Gregg Hurwitz – the New York Times bestselling writer of 19 novels, numerous screenplays for films and a New York Times Bestselling graphic novelist for 14 comic books – has definitely hit the ground running when it comes to producing top-quality, thrilling fiction. With multiple award nods under his belt – such as a two-time shortlisting for America’s International Thriller Writers Best Novel of the Year and the CWA’s Ian Fleming Steel Dagger, the Galaxy National Book Award and being published in 30 languages – the author is not slowing down any time soon.
Born and raised in the San Francisco Bay area in 1973, Hurwitz’s childhood was spent getting familiar with the literary greats. He feverishly read Stephen King, Peter Benchley and other great American writers in order to master his own craft until, at the age of 19, he started writing his first book, The Tower, as a hobby. He wrote the 384-page book while also studying for his Bachelor of Arts degree at Harvard University and his Masters at Trinity College, Oxford, England. It wasn’t long after finishing The Tower that Hurwitz was swooped on by Marvel’s editor-in-chief who wanted him to reinvent a forgotten superhero character, the Punisher, a superhero who employs murder, torture, kidnapping, extortion and coercion in his battle against crime.
For television, Hurwitz has also written screenplays for, or sold specs to, major studios and written, developed and produced works such as V and Queen of the South. From comic books to television to novels, Hurwitz wears many hats. In an interview with online magazine, The Writer, Hurwitz claims he uses ‘separate muscles’ to shift between the different writing styles.
His book titles include: The Nowhere Man (2017); The Program (2005); Don’t Look Back (2014); and Hellbent (a 2018 release is expected), to name but a few. His most well-known title, Orphan X, is soon to become a Hollywood blockbuster directed and screen written by Bradley Cooper.
Orphan X tells of a young Evan Smoak who is enrolled, aged 12, in a top-secret operation entitled the ‘Orphan Program’. As the 26th member, he is known as Orphan X. The program, lead by the US government, trains children to be assassins for different high-powered agencies. After the program is shut down at the start of the novel, the secret team is disbanded, with each member going to lead a much more normal life. Years later, at the age of 30, Smoak rekindles his Orphan X moniker when freelancing vigilante-like jobs. But, as the novel progresses, Orphan X finds he’s been hunted all along.

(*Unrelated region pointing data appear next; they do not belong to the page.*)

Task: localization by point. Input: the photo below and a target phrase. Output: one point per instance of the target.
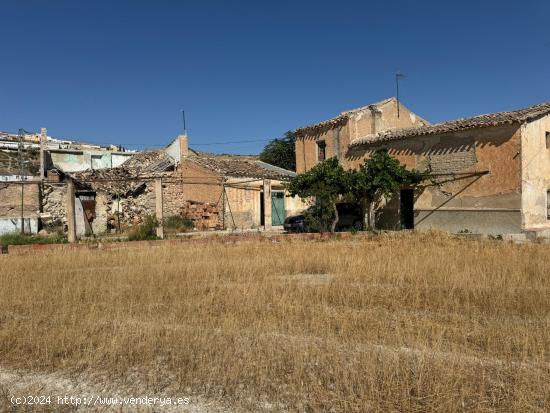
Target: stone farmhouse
(491, 173)
(215, 192)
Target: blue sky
(122, 71)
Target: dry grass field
(409, 323)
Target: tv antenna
(184, 123)
(398, 76)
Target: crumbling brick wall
(54, 207)
(10, 200)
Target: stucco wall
(360, 123)
(535, 168)
(464, 196)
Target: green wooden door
(277, 208)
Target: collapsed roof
(127, 178)
(482, 121)
(242, 168)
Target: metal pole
(43, 138)
(159, 207)
(71, 220)
(20, 159)
(397, 87)
(184, 123)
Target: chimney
(375, 119)
(184, 146)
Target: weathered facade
(250, 193)
(215, 192)
(491, 173)
(331, 138)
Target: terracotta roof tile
(242, 168)
(481, 121)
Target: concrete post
(267, 204)
(159, 207)
(71, 221)
(43, 138)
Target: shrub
(146, 230)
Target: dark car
(349, 217)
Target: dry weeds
(407, 323)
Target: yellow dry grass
(420, 322)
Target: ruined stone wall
(535, 158)
(464, 198)
(242, 206)
(200, 184)
(10, 200)
(54, 207)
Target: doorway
(407, 208)
(277, 208)
(262, 214)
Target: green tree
(326, 183)
(379, 177)
(281, 152)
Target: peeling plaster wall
(359, 124)
(489, 204)
(535, 169)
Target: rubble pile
(203, 214)
(54, 200)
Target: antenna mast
(184, 123)
(398, 76)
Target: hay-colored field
(404, 323)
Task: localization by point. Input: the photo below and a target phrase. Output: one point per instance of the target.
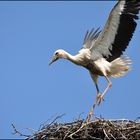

Hurwitz’s latest novel, Hellbent, features Orphan X in a new, nail-biting adventure where the ‘Nowhere Man’ turns rogue. The man who raised him in the Orphan Program – the only father he has ever known – Jack Johns, is getting hunted down by secret government forces. Orphan X’s last assignment is to protect Johns and recruit for the program. This novel is fast-paced, chilling and edge-of-your-seat exciting and is a must-read for all Hurwitz fans.